Words by Sean Moeller, Illustration by Johnnie Cluney, Recording engineered by Mike Gentry
The path that we all take always seems to be more winding that it needs to be. It seems to take us to places that we never thought we'd get to. Some of these places we always wanted to see, but then we found out that they weren't at all what they were cracked up to be. Well, the places were just fine, but it was the companionship that we were providing ourselves that we thought needed improvement. It was us, not it that needed fixing. We were the problem and that's always the way it is with these kinds of stories. We were unhappy about something. We were lonely and we were missing parts. We saw everything there was to see, we did our best to absorb it all and then we shrugged, got back into the car and accelerated away, off to somewhere else, somewhere that might make us feel better. We were looking for some sort of completion, something that would make all of this, all of that, feel right and appropriately good for us. We wanted to feel good. We thought that we were supposed to get to feel good. We could be wrong about that, but we're hoping that we're very right about it.

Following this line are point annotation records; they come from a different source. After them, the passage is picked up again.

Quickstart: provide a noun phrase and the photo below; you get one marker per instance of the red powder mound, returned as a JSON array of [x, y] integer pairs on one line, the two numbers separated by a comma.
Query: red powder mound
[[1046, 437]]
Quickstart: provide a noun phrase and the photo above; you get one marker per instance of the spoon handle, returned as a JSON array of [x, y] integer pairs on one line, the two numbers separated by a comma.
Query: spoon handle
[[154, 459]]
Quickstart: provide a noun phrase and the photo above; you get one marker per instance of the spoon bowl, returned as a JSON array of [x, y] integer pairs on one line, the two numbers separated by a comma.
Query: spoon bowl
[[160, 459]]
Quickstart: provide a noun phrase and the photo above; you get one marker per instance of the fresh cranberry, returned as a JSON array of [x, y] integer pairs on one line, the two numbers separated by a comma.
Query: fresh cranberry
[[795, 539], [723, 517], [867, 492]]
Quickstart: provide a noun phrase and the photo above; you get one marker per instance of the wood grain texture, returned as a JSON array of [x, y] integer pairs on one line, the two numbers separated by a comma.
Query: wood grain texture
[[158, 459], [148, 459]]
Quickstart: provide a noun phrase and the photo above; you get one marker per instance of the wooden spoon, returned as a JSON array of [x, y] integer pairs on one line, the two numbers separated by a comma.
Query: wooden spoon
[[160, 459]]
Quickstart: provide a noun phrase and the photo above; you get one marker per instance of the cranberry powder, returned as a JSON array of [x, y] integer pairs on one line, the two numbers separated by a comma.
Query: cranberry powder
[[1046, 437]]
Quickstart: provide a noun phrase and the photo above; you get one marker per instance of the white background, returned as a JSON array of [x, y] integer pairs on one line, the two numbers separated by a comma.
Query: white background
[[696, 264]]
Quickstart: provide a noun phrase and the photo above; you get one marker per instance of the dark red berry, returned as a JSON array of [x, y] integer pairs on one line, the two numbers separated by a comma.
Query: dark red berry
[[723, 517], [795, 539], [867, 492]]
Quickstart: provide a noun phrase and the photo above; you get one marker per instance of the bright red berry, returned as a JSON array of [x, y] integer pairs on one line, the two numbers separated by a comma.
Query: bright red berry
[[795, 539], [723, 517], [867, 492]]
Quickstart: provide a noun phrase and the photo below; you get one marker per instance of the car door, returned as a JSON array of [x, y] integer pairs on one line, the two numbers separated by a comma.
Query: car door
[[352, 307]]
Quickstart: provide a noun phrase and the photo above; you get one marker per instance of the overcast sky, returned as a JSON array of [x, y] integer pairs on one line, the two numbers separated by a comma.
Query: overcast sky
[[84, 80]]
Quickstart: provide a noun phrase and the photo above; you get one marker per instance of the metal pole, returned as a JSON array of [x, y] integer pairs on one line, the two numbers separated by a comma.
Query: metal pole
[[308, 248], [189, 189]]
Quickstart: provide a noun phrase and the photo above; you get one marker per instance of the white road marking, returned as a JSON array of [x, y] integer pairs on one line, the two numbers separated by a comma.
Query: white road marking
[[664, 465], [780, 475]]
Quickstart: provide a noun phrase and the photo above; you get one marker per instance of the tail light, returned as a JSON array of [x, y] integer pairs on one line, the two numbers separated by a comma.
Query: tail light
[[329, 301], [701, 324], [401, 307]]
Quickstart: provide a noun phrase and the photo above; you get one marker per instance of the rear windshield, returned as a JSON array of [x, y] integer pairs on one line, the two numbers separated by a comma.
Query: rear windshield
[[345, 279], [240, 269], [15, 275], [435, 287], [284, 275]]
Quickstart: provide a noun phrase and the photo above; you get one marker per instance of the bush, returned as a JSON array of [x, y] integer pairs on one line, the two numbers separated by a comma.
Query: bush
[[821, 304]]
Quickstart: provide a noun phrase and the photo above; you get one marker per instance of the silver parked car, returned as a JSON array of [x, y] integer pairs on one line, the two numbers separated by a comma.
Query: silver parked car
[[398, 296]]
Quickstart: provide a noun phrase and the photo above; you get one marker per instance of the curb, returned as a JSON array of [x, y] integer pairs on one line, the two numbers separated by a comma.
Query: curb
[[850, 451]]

Eric Anderson, of Cataldo, makes this feeling his personal dilemma, or the thing that he's meant to solve. He throws himself into the laboratory, trying to get to that ticking heart of what we think we're missing when we're out there - or he's out there - sensing that something's not right, that he needs certain aspects to change to bring everything to a point where it sends out good feelings instead of hollow echoes. The songs that he writes are crammed with the decay that sets in when people are experiencing sweetness, or something that could be classified as the good stuff, and they're unable to feel any of it. They only able to feel that they should be somewhere else and they should be with someone else, seeing and feeling all of this with another person. There's a burning sensation in Cataldo music that suggests that the characters need to drop what they're doing, just stop, just fucking stop, and turn around. They should finally be where they desire to be. They should be with the person or the people who are there, whom they cannot stop thinking about, whom they love like no other. They miss these people, Anderson misses those people and you feel that he's being held prisoner by what he's chosen to do. He can't get back to these places and these people and it's like having his heart battered and mocked. It's like he's being constantly whispered to, the universe's silent, but nagging and sensed GPS system telling him that it's recalculating. It's as if he's being told that he's veered from his route, from his intended direction, even though he's been following a map the entire time. He asks a question in a song here, wondering how someone can still be "young in the bones" after certain things happen, after you've behaved in certain ways and it's perhaps best answered with the thought that we're rarely right again after we put ourselves through anything that brings us significant sadness or longing. We just keep wandering and aging and it sits like a weight on our chest. It makes us, our bones, hurt.